Ante todo, Enrique Mandujano fue un maestro así, sin más florituras ni adjetivos. El testimonio de cientos de personas que lo recuerdan precisamente en esa faceta es prueba de ello, si es que se necesitara alguna.
Por eso, y recordando a mi tan añorado hermano Eugenio (quien murió hace pocos meses) quiero recordar a Enrique, el hombre rudo-tierno que tanto se dedicó a la enseñanza, porque como decía Eugenio, uno estará vivo mientras se le recuerde, y a Enrique se le recordará aún durante muchas décadas pues, de primera mano lo sé, se le está contando a niños muy pequeños, de cinco o seis años, anécdotas de la vida del que fuera profesor de muchos ahora padres jóvenes.
Le cuento a mi amigo, también profesor Armando Meixueiro algunas historias de Enrique y él, como yo, como muchos, se indigna del maltrato sufrido por un hombre quien, si bien cometió errores, también se le juzgó, condenó, se le cortó la vida, y jamás se le dio la oportunidad de recibir el perdón. Bien sé que a muchos les molestará esta opinión, pero creo —estoy seguro—que en este mundo sobran inquisiciones y falta justicia.
Enrique Mandujano, mentor de tantas generaciones de estudiantes de periodismo y comunicación tanto en el Colegio Libre de Hidalgo, como en la Carlos Septién y comunicadores de muchos estados de la República Mexicana, también, y aunque la institución a la que sirvió por tantos años lo olvide, no solo fue exalumno de la Escuela de Periodismo Carlos Septién García, sino que fue también su Director Académico y profesor. En las aulas, y fuera de ellas, inculcó a generaciones de alumnos no solo las normas de la buena redacción periodística, sino de la discusión ética y ontológica del quehacer del periodista, sus responsabilidades y alcances en una sociedad cambiante y convulsa.
Por supuesto, no era perfecto, pero su imperfección lo hacía humano y entrañable.
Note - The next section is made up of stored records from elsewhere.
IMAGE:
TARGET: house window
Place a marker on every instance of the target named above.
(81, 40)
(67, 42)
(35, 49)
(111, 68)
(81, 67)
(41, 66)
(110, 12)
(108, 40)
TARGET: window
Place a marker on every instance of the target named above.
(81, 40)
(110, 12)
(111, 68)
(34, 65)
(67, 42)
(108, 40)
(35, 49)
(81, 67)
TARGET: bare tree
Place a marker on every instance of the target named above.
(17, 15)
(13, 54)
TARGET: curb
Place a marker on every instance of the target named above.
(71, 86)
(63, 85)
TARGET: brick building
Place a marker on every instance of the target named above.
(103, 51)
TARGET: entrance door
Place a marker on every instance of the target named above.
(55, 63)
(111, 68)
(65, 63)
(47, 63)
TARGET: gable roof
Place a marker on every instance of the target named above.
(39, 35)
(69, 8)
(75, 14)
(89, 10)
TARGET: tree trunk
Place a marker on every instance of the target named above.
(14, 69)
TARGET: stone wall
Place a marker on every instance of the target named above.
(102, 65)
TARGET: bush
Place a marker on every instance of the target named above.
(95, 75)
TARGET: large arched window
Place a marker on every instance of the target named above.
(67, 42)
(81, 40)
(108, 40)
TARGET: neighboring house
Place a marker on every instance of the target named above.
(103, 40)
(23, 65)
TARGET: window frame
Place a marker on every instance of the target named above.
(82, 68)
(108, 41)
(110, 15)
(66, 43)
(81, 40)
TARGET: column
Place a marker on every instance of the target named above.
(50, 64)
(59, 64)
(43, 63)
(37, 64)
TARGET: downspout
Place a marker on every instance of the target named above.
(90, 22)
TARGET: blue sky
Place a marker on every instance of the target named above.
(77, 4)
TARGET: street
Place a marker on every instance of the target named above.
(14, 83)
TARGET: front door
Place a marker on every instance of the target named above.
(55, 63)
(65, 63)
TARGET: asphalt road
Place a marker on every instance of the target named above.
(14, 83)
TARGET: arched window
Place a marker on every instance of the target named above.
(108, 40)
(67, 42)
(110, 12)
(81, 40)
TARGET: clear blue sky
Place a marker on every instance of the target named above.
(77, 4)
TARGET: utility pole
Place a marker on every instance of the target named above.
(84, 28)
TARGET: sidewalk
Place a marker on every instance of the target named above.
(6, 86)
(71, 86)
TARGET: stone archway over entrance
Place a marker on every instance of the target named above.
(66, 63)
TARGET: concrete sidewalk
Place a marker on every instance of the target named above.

Fue el peor modelo para usar trajes. A veces podía ser muy obcecado y sus opiniones políticas más que cuestionables; tal vez comía demasiado y alguna vez llevó su playera tipo polo (o “mandujana”, como algunos llegamos a decirles) con manchas del almuerzo. Cometió errores, algunos graves, dolorosos, pero supo sobrellevarlos y seguir adelante sin traicionar jamás su vocación de maestro, como lo constatan las decenas de mujeres y hombres que en este momento lo lloramos.
La discusión engrandece, y Mandujano lo sabía. También el disenso y la dialéctica lucha de contrarios. ¿Siempre estuve de acuerdo con él? Por supuesto que no, pero siempre pude reconocer en él, además de al amigo, a la persona seria y preparada preocupada porque la enseñanza del periodismo, su pasión principal, produjera personas dignas y socialmente útiles. Una mezcla de errores, manipulación y mezquindades no solo lo alejó de la escuela que lo formara, sino que lo marcó para siempre. Tal vez entienda el hecho, pero jamás la forma en que la institución a la que, repito, tanto le dio, lo trató.
Asentado todo esto, termino este muy mínimo homenaje contando que siempre me quedará el orgullo que cuando” la escuela” lo echó, y lo vi bajar solo por las escaleras. Lo alcancé y lo acompañé hasta la calle. Mi amigo no iba a salir solo por la proverbial puerta trasera, no lo merecía.